Why this instead of a long-lived self-hosted runner¶

Concern	Mitigation
Cross-job state pollution (Docker cache, dangling networks, leftover artifacts)	Each job runs on a fresh VM. Spent VM is destroyed within ~30 s of job completion.
Fork PRs executing arbitrary code	Workflow's `if: github.event.pull_request.head.repo.full_name == github.repository` — fork PRs skipped.
Runner running as root	The runner runs as the unprivileged `ubuntu` user inside an instance whose only purpose is one job.
Docker socket gives root-equivalent access	Bounded to a single one-shot VM. The orchestrator host doesn't expose Docker at all.
Long-lived PAT on the runner host	The PAT lives only on the orchestrator.

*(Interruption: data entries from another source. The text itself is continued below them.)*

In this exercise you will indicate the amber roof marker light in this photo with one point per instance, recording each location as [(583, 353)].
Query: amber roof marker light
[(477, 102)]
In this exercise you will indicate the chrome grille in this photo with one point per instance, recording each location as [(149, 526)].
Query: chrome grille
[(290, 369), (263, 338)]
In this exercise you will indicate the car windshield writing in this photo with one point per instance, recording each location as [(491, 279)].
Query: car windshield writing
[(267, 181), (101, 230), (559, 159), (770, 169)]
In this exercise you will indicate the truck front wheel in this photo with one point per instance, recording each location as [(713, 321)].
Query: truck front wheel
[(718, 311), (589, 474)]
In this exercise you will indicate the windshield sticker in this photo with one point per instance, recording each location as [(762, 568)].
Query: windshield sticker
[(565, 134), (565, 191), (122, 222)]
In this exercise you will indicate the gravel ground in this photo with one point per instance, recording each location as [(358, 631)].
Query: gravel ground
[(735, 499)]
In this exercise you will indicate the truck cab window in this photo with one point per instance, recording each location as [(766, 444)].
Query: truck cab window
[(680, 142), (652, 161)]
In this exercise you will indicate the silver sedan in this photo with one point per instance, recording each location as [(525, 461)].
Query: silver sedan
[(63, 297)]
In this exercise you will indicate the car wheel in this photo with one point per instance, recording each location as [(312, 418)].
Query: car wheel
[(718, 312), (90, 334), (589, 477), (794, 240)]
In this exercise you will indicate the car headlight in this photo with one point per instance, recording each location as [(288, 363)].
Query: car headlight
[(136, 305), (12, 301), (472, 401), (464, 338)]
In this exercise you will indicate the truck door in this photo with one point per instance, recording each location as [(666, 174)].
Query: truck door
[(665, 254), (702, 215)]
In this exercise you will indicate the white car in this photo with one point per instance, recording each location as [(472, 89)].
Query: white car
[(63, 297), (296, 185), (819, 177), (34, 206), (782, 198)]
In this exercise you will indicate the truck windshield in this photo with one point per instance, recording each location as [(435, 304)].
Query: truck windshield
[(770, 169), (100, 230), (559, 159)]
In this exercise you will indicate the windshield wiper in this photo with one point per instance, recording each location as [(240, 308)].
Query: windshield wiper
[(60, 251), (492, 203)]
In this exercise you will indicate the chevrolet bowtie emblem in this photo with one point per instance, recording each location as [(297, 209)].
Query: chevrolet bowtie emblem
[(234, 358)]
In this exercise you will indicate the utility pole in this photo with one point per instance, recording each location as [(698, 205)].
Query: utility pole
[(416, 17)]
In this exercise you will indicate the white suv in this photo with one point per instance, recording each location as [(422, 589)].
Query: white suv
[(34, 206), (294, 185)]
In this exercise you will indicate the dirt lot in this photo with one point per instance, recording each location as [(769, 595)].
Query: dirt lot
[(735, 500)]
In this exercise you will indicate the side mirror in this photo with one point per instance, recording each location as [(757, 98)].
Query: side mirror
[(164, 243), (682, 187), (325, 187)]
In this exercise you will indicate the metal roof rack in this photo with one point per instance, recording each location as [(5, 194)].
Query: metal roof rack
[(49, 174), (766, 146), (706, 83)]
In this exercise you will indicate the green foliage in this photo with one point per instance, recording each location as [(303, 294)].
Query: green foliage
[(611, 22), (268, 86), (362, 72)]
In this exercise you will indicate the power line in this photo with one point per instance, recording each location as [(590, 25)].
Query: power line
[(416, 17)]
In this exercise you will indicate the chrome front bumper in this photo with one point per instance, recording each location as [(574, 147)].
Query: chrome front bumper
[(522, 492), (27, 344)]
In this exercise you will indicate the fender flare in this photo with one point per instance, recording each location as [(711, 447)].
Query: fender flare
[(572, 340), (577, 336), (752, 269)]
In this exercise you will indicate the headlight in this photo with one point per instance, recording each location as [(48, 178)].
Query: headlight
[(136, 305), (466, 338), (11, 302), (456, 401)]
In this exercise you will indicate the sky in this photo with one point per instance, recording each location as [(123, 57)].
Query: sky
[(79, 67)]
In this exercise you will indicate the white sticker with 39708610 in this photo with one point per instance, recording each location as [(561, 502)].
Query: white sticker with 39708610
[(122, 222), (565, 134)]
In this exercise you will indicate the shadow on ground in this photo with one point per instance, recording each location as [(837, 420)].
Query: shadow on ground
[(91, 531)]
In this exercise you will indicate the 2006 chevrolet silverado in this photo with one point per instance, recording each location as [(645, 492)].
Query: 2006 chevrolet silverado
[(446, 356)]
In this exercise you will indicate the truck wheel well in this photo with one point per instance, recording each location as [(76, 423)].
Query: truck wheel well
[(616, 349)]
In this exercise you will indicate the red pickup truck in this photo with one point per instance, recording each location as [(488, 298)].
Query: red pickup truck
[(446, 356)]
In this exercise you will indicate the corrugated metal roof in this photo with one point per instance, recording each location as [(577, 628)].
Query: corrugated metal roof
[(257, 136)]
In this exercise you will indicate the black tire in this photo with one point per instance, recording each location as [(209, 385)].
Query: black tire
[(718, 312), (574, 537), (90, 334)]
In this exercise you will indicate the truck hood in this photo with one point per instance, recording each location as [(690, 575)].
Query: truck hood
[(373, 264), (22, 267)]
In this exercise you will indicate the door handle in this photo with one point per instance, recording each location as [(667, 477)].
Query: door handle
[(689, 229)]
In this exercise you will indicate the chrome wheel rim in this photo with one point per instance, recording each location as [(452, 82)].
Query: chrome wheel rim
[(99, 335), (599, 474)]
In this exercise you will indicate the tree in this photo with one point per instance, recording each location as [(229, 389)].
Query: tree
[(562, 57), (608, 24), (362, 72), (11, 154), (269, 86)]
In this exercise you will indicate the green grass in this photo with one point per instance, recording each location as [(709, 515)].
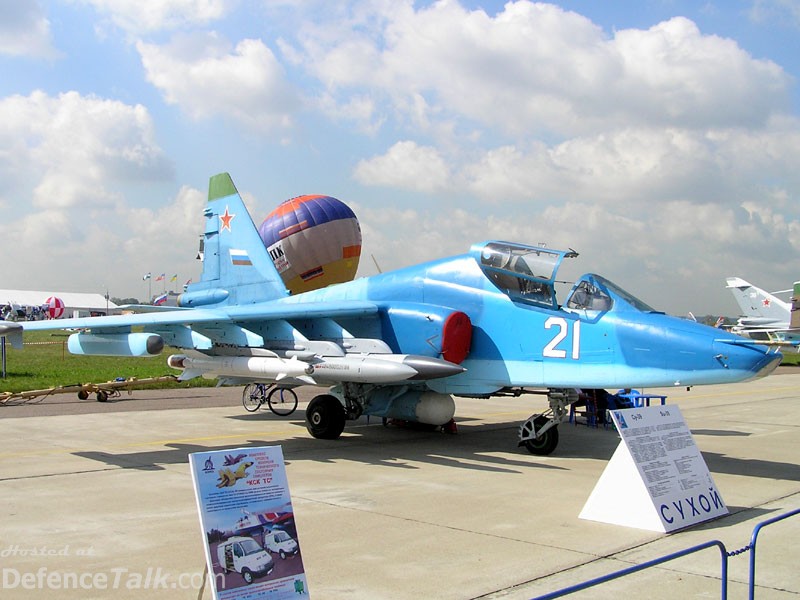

Workers receive a single-use JIT runner config — a base64 token bound to one runner registration.
Persistent OpenStack creds tied to a user password	Orchestrator authenticates with an application credential (revocable, scoped) instead of `openrc.sh`.

Setup¶

The orchestrator service code, cloud-init template, systemd unit, and full setup runbook live in .github/orchestrator/. See .github/orchestrator/README.md for:

creating the OpenStack application credential and clouds.yaml
staging the GitHub PAT
running setup.sh on the orchestrator VM
filling in flavor / network / keypair / security-group in /etc/airstack-orchestrator/config.yaml
enabling and verifying the airstack-orchestrator.service systemd unit

Runner labels¶

The workflow file requests runs-on: [self-hosted, airstack-ephemeral]. The orchestrator polls for queued jobs whose labels are a superset of runner_labels in its config, mints a JIT config registering the ephemeral runner under those same labels, and spawns the worker. To route jobs to a different pool (e.g. CPU-only workers) in the future, add a second label set in config and adjust the workflow's runs-on.